大学漫画物語
わたしの同居人は、自称、日本で6番目のお嬢様女子大を卒業したことになってまして、しかもバブル絶頂期の女子大生だったもんで、一応、ボディコンでぶいぶい言わしとったわけですな、これが。
ところが、彼女は間違いなくその大学で、ナンバーワンの貧乏人だったので、当時の話がおもろくてねー。同級生に何やらイベントに誘われたとき、金が無いから行けへんわ、と断ると、「○○さん、意地をはらずにお父様におっしゃればよろしいのに」
そのお父様からして貧乏人なんじゃー、とはツッこめず、おほほと笑っておったそうです。このように、ヒトの学生時代の話はオモロイ。とくに自分の知らない世界のことは。
最近、大学マンガが増えてきてませんか。「もやしもん」と「げんしけん」を連続して読んだからそう思うのかしら。「もやしもん」が農業大学。「げんしけん」が大学のオタク部。文系の学部かな? 「ハチミツとクローバー」が美大。「のだめカンタービレ」が音大。どれも知らない世界で、しかも大学生という、まだ何者にもなっていない連中の話だから、基本的にお気楽で楽しい。
かつて1960年代、加山雄三の映画「若大将」シリーズが能天気な大学生活を描いていた時、これに対応して大学生活を描くようなマンガは存在しませんでした。おそらくは、少女マンガのうち、アメリカを舞台にしたマンガが大学生活を描いていたんじゃなかったっけ。本村三四子「おくさまは18歳」は、TV版とは違ってアメリカの大学のお話でした。
少年・青年マンガでは、ぎりぎり浪人生活までは描かれてました。松本零士「男おいどん」とか。

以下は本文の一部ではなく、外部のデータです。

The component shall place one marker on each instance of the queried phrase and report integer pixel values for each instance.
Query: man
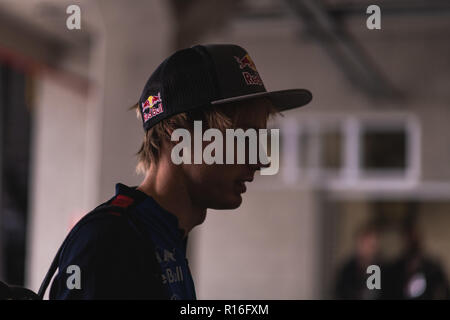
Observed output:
(139, 251)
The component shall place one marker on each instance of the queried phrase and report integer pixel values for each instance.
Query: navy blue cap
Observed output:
(206, 75)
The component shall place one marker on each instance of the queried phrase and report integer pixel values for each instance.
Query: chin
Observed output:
(229, 204)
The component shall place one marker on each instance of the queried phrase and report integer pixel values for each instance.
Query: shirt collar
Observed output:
(143, 200)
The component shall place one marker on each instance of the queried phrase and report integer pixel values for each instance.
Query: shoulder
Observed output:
(99, 234)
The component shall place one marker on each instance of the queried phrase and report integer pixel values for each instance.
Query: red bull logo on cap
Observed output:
(246, 61)
(152, 107)
(251, 77)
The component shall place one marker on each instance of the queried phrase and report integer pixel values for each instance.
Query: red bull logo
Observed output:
(246, 61)
(152, 107)
(252, 76)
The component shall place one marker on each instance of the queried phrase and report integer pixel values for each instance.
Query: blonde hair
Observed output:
(220, 117)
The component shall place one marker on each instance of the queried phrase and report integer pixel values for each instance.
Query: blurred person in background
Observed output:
(415, 275)
(351, 280)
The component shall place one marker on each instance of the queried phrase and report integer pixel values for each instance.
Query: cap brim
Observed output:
(282, 99)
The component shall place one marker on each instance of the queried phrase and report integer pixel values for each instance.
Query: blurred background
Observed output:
(364, 176)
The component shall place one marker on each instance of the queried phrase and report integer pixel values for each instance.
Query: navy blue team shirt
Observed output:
(114, 260)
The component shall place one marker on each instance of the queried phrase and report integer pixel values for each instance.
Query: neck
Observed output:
(165, 184)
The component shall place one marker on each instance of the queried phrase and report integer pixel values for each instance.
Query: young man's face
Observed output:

青年マンガでの大学は、学生運動の場だったり、ドロップアウトすべき場所で、勉強や生活が描かれていたわけではなかった。
青年マンガで大学生活をちゃんと描いたのは、まず、どおくまん「嗚呼!!花の応援団」。続いて、いしいひさいち「バイトくん」。関西・ギャグ・大学は親和性が高いのかしら。
西村しのぶ「サード・ガール」が1984年。わたしは少女マンガにくわしくないのですが、きっといっぱいオシャレ系大学マンガってあったに違いない。江川達也「東京大学物語」が1992年。ねじくれた大学マンガと言えなくもない。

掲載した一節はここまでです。